Viele PR-Experten fühlen sich von Automatisierung nicht bedroht, da Chatbots oder andere Technologien keine kreativen Fähigkeiten besitzen. Marketingexpertin Susan Cellura sagt: „Ich möchte zu meinen Kunden eine effektive Beziehung aufbauen, damit sie sehen, dass künstliche Intelligenz nicht in der Lage ist Kreativität und Strategie zu ersetzen. Ich möchte außerdem zeigen, dass eine menschliche Verbindung wichtig ist, um Marken zu stärken, Markenbotschafter zu gewinnen und mit Kunden zu kommunizieren und zu interagieren.

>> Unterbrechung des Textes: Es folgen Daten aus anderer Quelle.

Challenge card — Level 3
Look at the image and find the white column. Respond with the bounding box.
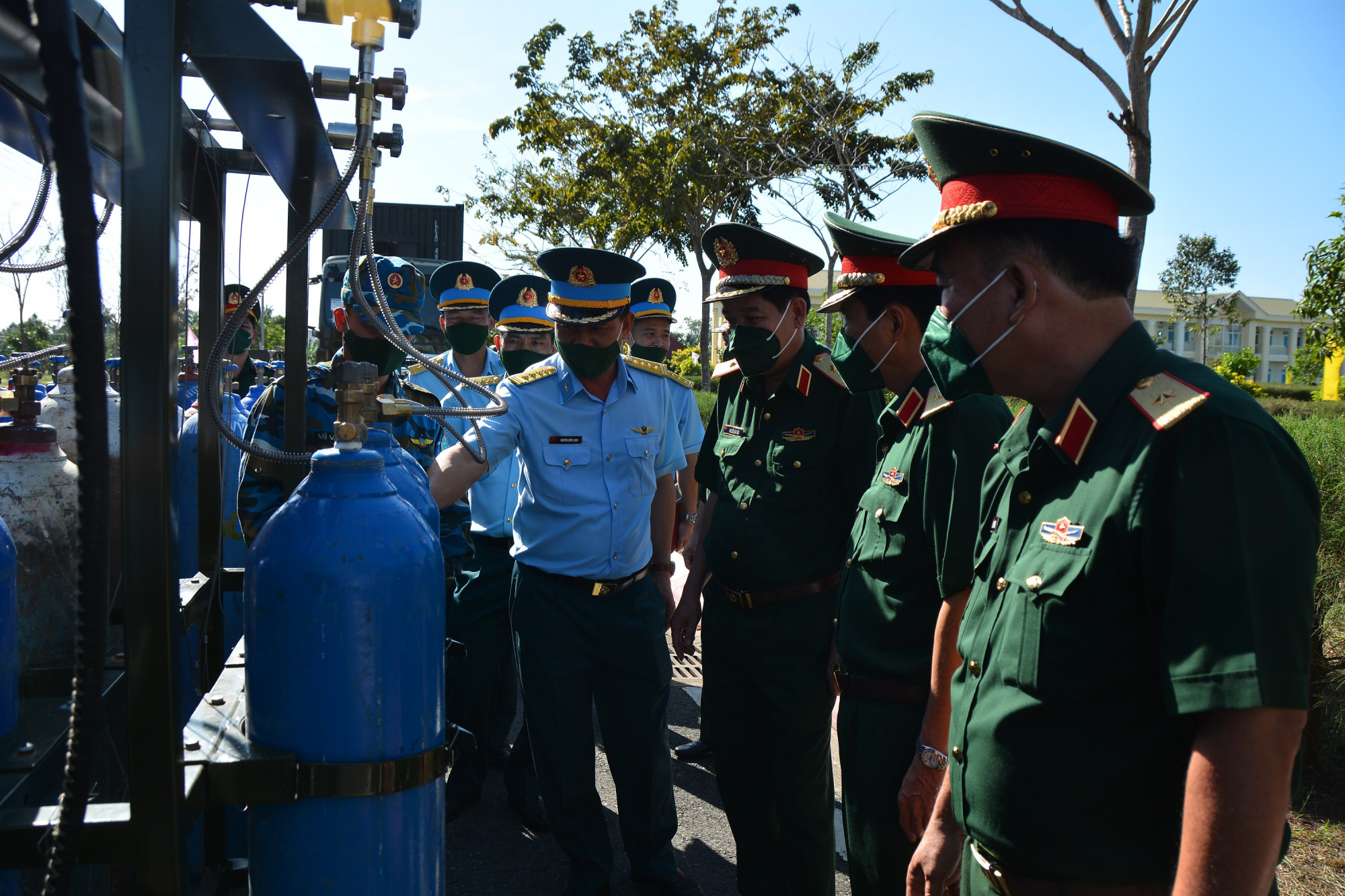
[1255,324,1270,382]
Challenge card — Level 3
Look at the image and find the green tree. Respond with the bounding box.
[1294,195,1345,363]
[469,0,799,380]
[1158,233,1243,363]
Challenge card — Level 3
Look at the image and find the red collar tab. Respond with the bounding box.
[933,173,1118,233]
[794,364,812,398]
[897,389,924,429]
[1056,398,1098,467]
[837,255,937,289]
[720,258,808,289]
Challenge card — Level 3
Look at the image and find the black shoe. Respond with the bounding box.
[444,792,482,825]
[672,740,714,763]
[508,797,551,834]
[631,868,705,896]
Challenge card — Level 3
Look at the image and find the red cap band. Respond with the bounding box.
[935,173,1118,231]
[841,255,937,286]
[720,258,808,289]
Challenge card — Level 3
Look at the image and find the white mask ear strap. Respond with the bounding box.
[948,268,1009,327]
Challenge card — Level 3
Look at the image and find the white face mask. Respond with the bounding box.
[939,268,1037,367]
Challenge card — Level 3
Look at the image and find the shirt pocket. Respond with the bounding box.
[625,436,659,497]
[542,445,589,505]
[998,545,1092,697]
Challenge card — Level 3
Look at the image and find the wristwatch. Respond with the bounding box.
[916,737,948,771]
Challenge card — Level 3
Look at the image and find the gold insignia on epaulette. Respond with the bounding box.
[812,351,846,389]
[1130,372,1209,429]
[506,367,555,386]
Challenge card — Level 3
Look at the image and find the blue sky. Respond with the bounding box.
[0,0,1345,324]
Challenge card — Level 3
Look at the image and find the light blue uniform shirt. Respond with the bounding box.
[441,350,519,538]
[482,354,686,579]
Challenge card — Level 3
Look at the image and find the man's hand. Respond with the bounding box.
[654,569,677,631]
[827,637,841,697]
[897,755,944,844]
[907,778,967,896]
[672,580,701,657]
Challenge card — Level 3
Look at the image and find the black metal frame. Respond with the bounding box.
[0,0,352,896]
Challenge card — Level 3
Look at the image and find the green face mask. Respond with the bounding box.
[920,268,1022,401]
[444,324,491,355]
[631,343,668,364]
[724,313,798,376]
[831,312,897,393]
[343,331,406,376]
[555,339,621,379]
[229,328,252,355]
[500,348,550,374]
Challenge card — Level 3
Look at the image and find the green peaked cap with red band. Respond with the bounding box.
[901,112,1154,270]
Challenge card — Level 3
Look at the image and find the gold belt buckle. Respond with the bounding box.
[971,841,1013,896]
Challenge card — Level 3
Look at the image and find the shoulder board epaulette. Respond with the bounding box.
[710,359,738,379]
[506,367,555,386]
[920,386,952,419]
[812,351,846,389]
[1130,372,1209,429]
[624,355,694,389]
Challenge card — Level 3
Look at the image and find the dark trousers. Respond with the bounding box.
[701,579,837,896]
[447,538,538,798]
[837,696,925,896]
[511,564,677,895]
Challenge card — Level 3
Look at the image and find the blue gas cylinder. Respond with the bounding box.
[0,520,19,737]
[245,448,445,896]
[364,422,438,532]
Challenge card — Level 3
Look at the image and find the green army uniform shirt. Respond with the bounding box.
[695,335,878,588]
[948,323,1318,885]
[837,368,1011,684]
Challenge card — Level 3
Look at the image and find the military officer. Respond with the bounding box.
[440,274,555,833]
[901,113,1318,896]
[629,277,705,551]
[430,249,701,895]
[406,261,504,401]
[819,212,1010,896]
[672,223,877,896]
[238,255,472,571]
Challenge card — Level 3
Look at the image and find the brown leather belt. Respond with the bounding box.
[833,666,929,704]
[713,569,841,610]
[971,841,1173,896]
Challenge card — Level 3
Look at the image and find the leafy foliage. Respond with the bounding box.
[1294,195,1345,363]
[1158,234,1243,363]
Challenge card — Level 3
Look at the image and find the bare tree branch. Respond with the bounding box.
[1145,0,1196,77]
[990,0,1130,109]
[1145,0,1196,52]
[1087,0,1130,55]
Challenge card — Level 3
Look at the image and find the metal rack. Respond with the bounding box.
[0,0,369,895]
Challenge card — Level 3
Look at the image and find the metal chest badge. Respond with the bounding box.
[1041,517,1084,545]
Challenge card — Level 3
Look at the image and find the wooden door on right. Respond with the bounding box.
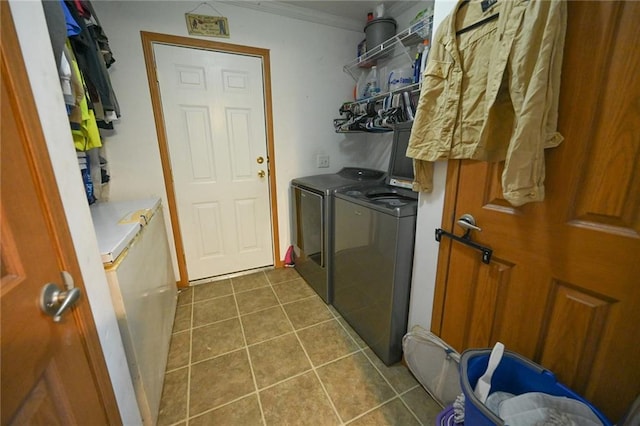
[432,1,640,421]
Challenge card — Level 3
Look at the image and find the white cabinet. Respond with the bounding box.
[91,200,177,425]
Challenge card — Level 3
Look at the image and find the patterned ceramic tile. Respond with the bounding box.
[191,318,245,362]
[283,296,333,330]
[265,268,300,284]
[178,287,193,306]
[273,278,316,303]
[173,304,193,333]
[240,306,293,345]
[400,386,442,425]
[189,395,263,426]
[249,333,311,389]
[236,287,278,315]
[193,296,238,327]
[167,330,191,371]
[349,398,420,426]
[192,280,233,302]
[158,368,189,426]
[260,372,340,426]
[318,352,395,422]
[298,319,359,366]
[189,349,255,416]
[231,271,269,293]
[364,348,418,393]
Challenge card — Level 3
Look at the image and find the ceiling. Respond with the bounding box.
[228,0,424,32]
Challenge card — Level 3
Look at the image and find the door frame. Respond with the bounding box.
[0,1,122,424]
[140,31,283,288]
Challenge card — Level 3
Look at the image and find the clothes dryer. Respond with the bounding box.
[291,167,385,303]
[333,123,418,365]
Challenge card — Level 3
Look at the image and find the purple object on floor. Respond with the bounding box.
[436,405,464,426]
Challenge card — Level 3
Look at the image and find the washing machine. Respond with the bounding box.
[291,167,385,303]
[333,121,418,365]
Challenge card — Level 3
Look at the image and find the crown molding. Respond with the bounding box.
[225,0,364,33]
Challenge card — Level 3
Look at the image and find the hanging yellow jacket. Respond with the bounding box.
[67,40,102,151]
[407,0,567,206]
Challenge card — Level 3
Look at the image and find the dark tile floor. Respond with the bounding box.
[158,269,441,426]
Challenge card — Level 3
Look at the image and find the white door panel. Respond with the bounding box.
[154,44,273,280]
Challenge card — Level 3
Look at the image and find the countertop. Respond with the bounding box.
[90,198,160,263]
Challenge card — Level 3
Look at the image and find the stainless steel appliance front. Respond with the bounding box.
[291,167,385,303]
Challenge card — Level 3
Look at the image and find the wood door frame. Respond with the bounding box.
[0,1,122,425]
[140,31,283,287]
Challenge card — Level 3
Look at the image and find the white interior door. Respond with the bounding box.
[154,44,273,280]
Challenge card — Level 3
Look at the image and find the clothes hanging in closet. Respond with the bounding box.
[407,0,567,206]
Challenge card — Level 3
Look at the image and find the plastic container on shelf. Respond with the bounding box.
[364,18,397,55]
[460,349,611,426]
[416,39,429,83]
[387,67,413,92]
[413,44,424,83]
[367,65,380,98]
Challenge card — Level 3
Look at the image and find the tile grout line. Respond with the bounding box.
[231,271,269,425]
[400,383,425,426]
[272,284,351,426]
[362,344,422,425]
[185,289,196,426]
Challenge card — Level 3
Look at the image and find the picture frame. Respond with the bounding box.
[184,13,230,38]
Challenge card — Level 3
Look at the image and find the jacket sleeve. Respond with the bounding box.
[502,0,567,206]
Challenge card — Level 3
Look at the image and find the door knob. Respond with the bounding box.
[456,213,482,235]
[40,283,80,322]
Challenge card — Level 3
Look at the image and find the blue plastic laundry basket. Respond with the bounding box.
[460,349,612,426]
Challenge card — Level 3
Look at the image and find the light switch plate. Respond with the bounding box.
[316,154,329,169]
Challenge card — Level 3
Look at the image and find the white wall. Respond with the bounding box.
[94,1,380,280]
[10,0,142,425]
[408,0,456,330]
[338,0,456,330]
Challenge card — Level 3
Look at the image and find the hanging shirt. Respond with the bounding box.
[407,0,567,206]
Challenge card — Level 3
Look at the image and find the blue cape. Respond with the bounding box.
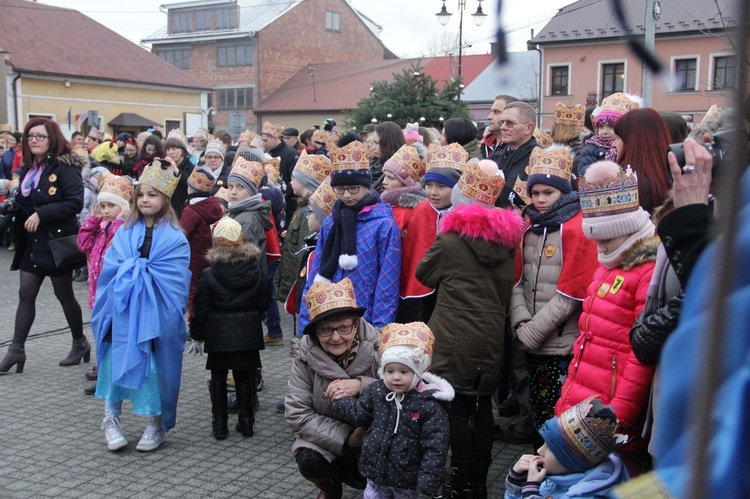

Wir sind auch der Meinung, dass Conversational PR die traditionelle PR nie komplett ersetzen wird. Chatbots sind auch dafür bekannt Fehler zu machen und dann ist es die Aufgabe des PR- oder Marketingteams diese zu beheben. Trotzdem ist Conversational PR ein sehr effektiver Ansatz, um mehr Gespräche mit Kunden zu ermöglichen und mit der eigenen Marke eine größere Zielgruppe anzusprechen. Sollten Sie es bisher noch nicht getan haben, empfehlen wir Ihnen die Möglichkeiten und Risiken von Conversational PR zu entdecken und in der Praxis zu testen.